"I was a Cardinal fan growing up, and seeing Bob Gibson do what he did in the 60s and then Mr. Koufax, what he did. It's really unique. I hope the kids that are really watching right now understand how good this guy is and how it parallels throughout baseball history, what he's doing right now," he said.
This guy of which Maddon speaks is San Francisco Giants ace Madison Bumgarner, who once again is tasked with pitching in a win-or-die environment. That's something no pitcher of this generation does any better.
In his last three games in which San Francisco had to win or go home, Bumgarner has worked 23 scoreless innings, including Wednesday night's 3-0 shutout at the New York Mets in the NL Wild Card Game.
The Giants need more of Bumgarner's nerveless magic, down 2-0 in a best-of-5 series to an opponent that appears to have the edge in just about every category across the board.
For his part, Bumgarner downplayed Maddon's narrative that he compares to all-time greats like Gibson and Koufax.
"You can't. As soon as you start buying into that, that's probably going to take a turn," Bumgarner said. "I'm just going to go out there and keep going at it the way I have, and whatever happens, happens."
What's happened against Chicago in Bumgarner's career has mostly been good.

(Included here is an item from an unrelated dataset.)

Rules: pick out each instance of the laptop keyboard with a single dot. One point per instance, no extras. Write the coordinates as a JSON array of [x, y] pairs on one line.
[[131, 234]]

He's 8-2 with a 2.25 earned run average in 12 starts, going 2-0 this year with a 1.32 ERA and 16 strikeouts in 13 2/3 innings.
But the Cubs aren't exactly conceding defeat with their Game 3 starter. Jake Arrieta, last year's NL Cy Young Award winner, won 18 games this year and is 4-2 with a 1.82 ERA in six career starts against San Francisco.
Arrieta was 1-1 with a 2.08 ERA in two starts against the Giants this year, the loss occurring against Bumgarner last month at Wrigley Field.
"There's going to be a lot of adrenaline flowing," Arrieta said. "The crowd's going to provide a lot of that. You just look forward to moments like that."
The Giants started their dramatic 2012 run to a World Series by winning three straight games in Cincinnati after dropping the first two at home in their NLDS.
"This club has a history," San Francisco manager Bruce Bochy said. "That's what you like about what's going on now, of finding a way to win that game they had to win and moving on. And that experience, that's so vital to draw on."
So, too, is the pitcher who baseball fans have come to associate with clutch performances under the game's brightest lights.
"I know there's a sense of confidence that goes over the club," Bochy said of Bumgarner. "He's such a tough competitor that that's contagious. I think good players do that. They make the rest of them better."
While Chicago is a game away from advancing to its second straight NL Championship Series, San Francisco's nucleus understands what it takes to wipe out a 2-0 deficit.